It’s a blunt acknowledgement of where growth typically fails creative businesses. The pattern is depressingly familiar: acquire talent, impose systems, watch the best people leave, wonder why the work deteriorated. Charles’s experience, though, spans enough failed expansions to recognise the warning signs. “My role is to reinforce this brilliance, protect it even, and ensure the leadership develop the skills and resources to continue the growth and build the Koto legacy,” he explains.
For James, having that external perspective provides cover for decisions that might otherwise look like resistance to growth. “A chair for me as chief executive is all about guidance,” he outlines. “Charles has seen so many creative businesses and all the challenges they and we face before; having that person to help guide and inform is invaluable.”

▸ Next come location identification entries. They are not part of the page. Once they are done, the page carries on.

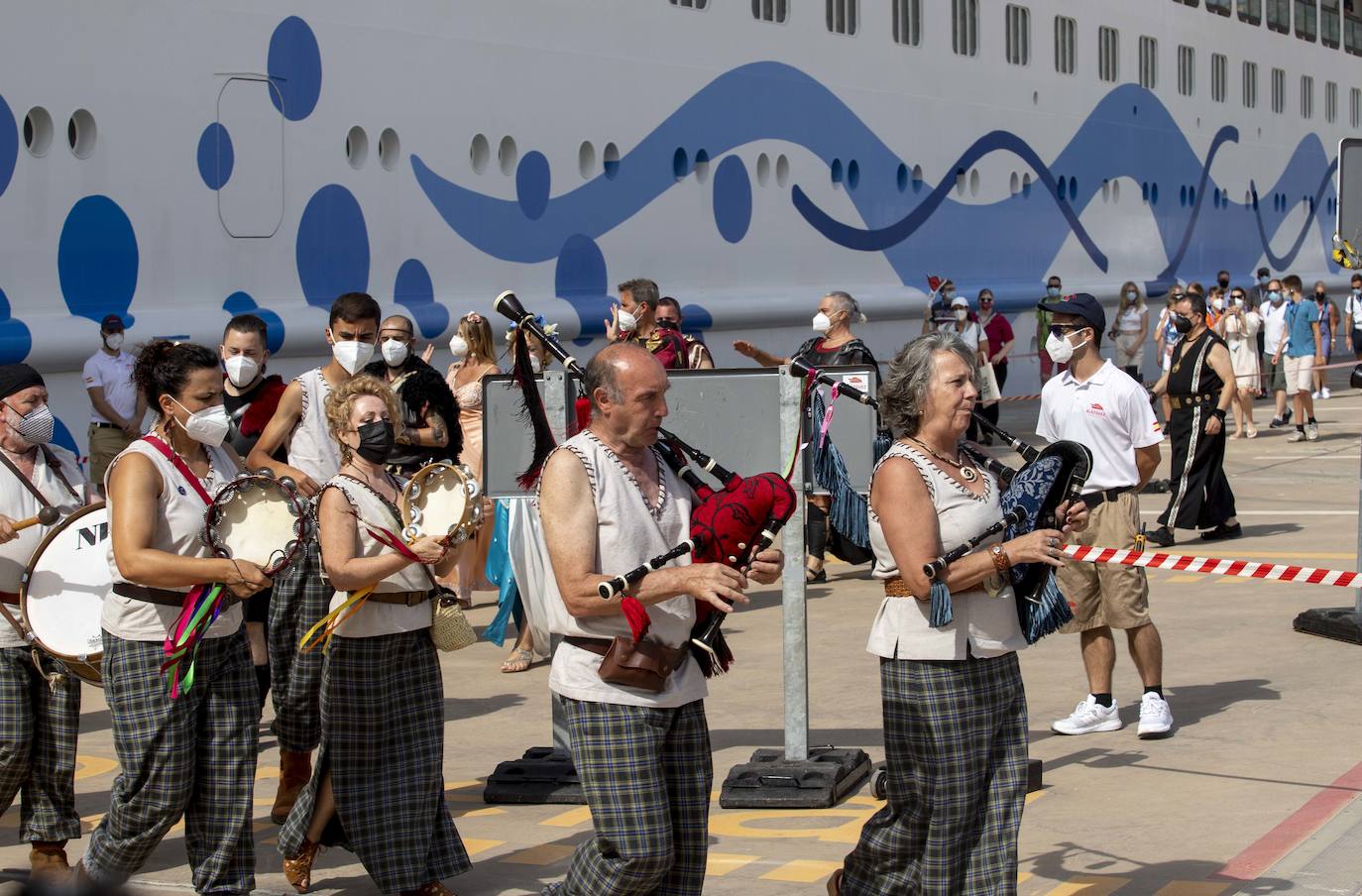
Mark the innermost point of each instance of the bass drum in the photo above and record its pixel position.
(62, 590)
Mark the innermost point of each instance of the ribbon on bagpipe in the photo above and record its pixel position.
(1215, 565)
(326, 626)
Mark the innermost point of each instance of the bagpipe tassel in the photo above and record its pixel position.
(1046, 615)
(940, 605)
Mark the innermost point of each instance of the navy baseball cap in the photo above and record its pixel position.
(1080, 305)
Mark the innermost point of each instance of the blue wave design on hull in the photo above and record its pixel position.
(1128, 134)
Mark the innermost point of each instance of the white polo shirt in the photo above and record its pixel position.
(113, 372)
(1110, 414)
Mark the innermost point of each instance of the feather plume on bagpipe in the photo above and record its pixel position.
(1048, 478)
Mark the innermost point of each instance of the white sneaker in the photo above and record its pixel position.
(1087, 718)
(1155, 717)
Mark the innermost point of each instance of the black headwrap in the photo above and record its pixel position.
(15, 378)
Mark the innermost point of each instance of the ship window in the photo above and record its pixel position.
(771, 10)
(907, 22)
(1187, 69)
(1109, 54)
(1019, 35)
(1279, 15)
(965, 28)
(842, 15)
(1066, 46)
(1148, 61)
(1329, 24)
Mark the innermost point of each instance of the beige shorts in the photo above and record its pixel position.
(1107, 594)
(105, 444)
(1299, 374)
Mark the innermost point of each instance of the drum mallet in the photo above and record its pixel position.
(47, 516)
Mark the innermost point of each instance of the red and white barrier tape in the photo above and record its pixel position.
(1213, 565)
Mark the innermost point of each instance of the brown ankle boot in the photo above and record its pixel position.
(294, 772)
(298, 869)
(48, 860)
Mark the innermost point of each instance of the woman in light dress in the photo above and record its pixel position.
(1238, 326)
(474, 359)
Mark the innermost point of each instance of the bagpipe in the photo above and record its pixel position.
(731, 524)
(1030, 498)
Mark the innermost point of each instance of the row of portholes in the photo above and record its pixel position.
(357, 149)
(80, 132)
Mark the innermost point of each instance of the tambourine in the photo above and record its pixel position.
(441, 500)
(259, 519)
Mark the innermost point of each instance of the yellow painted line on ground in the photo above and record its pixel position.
(93, 765)
(802, 871)
(1193, 888)
(571, 819)
(474, 845)
(721, 863)
(541, 855)
(1089, 887)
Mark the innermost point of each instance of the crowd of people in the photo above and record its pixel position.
(350, 432)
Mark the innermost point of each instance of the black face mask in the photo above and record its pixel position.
(375, 441)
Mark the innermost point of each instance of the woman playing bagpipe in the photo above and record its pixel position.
(188, 749)
(955, 725)
(381, 684)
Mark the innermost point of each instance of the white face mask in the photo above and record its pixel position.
(352, 356)
(1060, 349)
(394, 352)
(36, 426)
(207, 426)
(241, 371)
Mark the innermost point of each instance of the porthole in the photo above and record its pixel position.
(478, 153)
(390, 149)
(357, 148)
(507, 156)
(586, 160)
(37, 131)
(80, 134)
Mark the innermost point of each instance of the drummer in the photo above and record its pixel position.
(40, 724)
(193, 754)
(381, 684)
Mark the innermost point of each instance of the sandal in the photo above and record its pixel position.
(517, 661)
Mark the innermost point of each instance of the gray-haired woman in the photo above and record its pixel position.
(955, 725)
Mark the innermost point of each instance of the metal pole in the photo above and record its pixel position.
(794, 622)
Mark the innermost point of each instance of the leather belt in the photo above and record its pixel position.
(400, 598)
(161, 597)
(1098, 499)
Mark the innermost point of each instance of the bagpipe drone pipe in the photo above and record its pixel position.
(731, 524)
(1030, 498)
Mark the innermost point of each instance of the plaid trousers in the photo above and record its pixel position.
(955, 741)
(192, 757)
(39, 728)
(647, 776)
(301, 597)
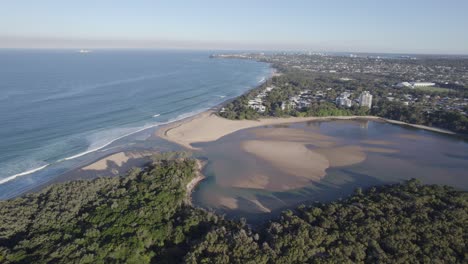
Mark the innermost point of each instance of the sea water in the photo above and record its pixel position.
(59, 106)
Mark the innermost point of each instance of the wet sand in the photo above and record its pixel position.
(290, 157)
(207, 126)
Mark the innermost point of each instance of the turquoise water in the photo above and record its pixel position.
(58, 108)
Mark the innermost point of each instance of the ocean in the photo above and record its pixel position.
(60, 107)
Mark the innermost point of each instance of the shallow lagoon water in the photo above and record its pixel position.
(242, 184)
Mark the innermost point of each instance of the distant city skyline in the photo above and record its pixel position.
(429, 27)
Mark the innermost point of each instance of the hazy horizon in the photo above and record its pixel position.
(416, 27)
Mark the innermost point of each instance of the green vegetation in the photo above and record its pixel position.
(292, 82)
(433, 89)
(142, 218)
(413, 114)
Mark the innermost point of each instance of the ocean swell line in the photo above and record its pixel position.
(7, 179)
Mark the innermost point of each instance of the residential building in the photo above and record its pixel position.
(365, 99)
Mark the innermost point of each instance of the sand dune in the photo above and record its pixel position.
(290, 157)
(207, 126)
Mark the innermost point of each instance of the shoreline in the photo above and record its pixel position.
(209, 127)
(195, 181)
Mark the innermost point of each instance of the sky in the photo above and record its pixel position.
(396, 26)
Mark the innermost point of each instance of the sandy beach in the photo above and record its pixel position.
(207, 126)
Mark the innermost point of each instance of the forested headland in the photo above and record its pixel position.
(143, 217)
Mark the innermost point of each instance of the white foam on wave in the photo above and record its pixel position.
(7, 179)
(101, 146)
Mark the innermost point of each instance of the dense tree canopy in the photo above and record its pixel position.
(142, 218)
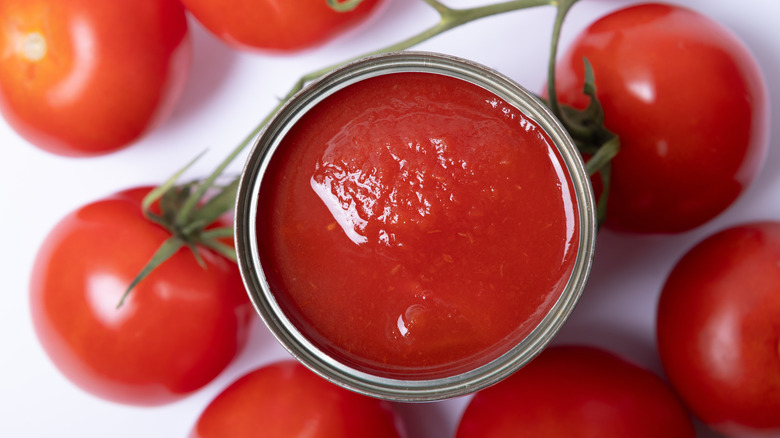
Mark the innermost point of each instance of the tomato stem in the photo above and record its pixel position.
(344, 5)
(449, 18)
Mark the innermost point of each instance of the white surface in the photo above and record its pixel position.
(227, 94)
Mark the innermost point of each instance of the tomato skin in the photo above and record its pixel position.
(177, 330)
(687, 100)
(578, 391)
(109, 73)
(284, 399)
(719, 329)
(272, 25)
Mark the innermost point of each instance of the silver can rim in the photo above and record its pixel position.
(408, 390)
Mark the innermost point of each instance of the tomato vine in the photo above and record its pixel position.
(187, 220)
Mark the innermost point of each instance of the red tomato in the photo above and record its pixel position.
(285, 399)
(88, 77)
(688, 102)
(177, 329)
(276, 25)
(719, 329)
(577, 391)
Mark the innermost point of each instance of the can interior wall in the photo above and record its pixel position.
(308, 353)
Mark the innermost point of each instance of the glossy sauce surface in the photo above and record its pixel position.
(415, 226)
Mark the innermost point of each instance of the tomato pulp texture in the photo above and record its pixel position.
(688, 102)
(285, 399)
(273, 25)
(719, 329)
(577, 391)
(415, 225)
(176, 331)
(89, 77)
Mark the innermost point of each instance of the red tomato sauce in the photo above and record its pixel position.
(415, 226)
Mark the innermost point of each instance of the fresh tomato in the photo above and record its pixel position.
(577, 391)
(273, 25)
(687, 100)
(719, 329)
(89, 77)
(284, 399)
(177, 330)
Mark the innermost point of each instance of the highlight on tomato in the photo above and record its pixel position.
(285, 399)
(577, 390)
(85, 78)
(718, 329)
(278, 26)
(689, 104)
(171, 334)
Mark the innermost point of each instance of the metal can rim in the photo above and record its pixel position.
(408, 390)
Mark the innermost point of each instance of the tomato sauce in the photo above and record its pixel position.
(415, 226)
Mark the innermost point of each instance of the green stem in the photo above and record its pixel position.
(563, 10)
(448, 19)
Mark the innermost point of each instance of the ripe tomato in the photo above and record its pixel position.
(688, 102)
(88, 77)
(285, 399)
(177, 329)
(274, 25)
(577, 391)
(719, 329)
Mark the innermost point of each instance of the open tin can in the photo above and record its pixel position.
(287, 318)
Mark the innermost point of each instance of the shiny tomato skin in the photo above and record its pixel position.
(89, 77)
(687, 100)
(719, 329)
(177, 330)
(285, 399)
(577, 390)
(276, 26)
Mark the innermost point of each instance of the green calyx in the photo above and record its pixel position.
(184, 213)
(186, 210)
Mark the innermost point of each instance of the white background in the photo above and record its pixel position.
(228, 93)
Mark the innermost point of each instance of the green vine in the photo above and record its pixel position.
(186, 215)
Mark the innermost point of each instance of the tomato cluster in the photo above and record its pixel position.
(684, 96)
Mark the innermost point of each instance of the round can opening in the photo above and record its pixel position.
(414, 226)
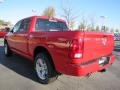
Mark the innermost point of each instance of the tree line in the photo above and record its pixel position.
(70, 18)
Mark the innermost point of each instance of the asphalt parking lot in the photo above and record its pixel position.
(16, 73)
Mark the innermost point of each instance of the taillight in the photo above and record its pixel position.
(76, 48)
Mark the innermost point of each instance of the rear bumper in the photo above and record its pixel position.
(84, 69)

It’s the kind of statement that sounds obvious until you consider how many founders lack anyone to say no to their investors’ every demand.
From a client perspective, these changes should, of course, be imperceptible, at least initially. “I don’t envisage any change at first,” James says. “We are already working with the world’s biggest brands, so we are set up for all their challenges and changes, and not ours. But over time, I imagine more products and services will be available to them.”
It’s a measured response that acknowledges the pressure to demonstrate return on investment, whilst resisting the urge to over-promise transformation.
Culture at scale
The real test, though, will be whether Koto can maintain cultural coherence across five cities and whatever acquisitions follow. Again, Charles’s experience building global teams will be crucial here.
“As you scale, it’s critical to double down on the human aspects—regular in-person meetings, constant connectivity, sharing success and investment in a diverse team,” he believes. This might sound like an expensive and unfashionable approach in an era of remote-first operation. But in practice, it might well be the only way to prevent the fragmentation that typically follows geographic expansion.
James also emphasises the importance of systematic communication; “having a strong strategy, a vision that people buy into. Empowered leadership teams that have autonomy to get things done. Learning from other global agencies and what they got right and wrong.” That last point is telling. The agency graveyard is full of cautionary tales, and Koto seems determined to study them.
Why does this matter
For the rest of us watching this unfold, the experiment matters beyond Koto’s success or failure. It’s going to be a compelling case study of whether formal governance can really protect creative culture during expansion, or whether it’s simply a more sophisticated way of managing the inevitable decline.
For now, Koto has bought itself the rarest commodity in private equity-backed creative businesses: time to figure out how to scale without breaking what made them worth scaling in the first place. And success, for James, remains firmly anchored in purpose rather than metrics.
He hopes that “we maintain our rational optimism for the world and our ability to influence that where we are relevant. We build brands and digital experiences that make the world a better place, and we do that through the pursuit of excellence.” Whether that philosophy will survive contact with quarterly board meetings will be fascinating to see.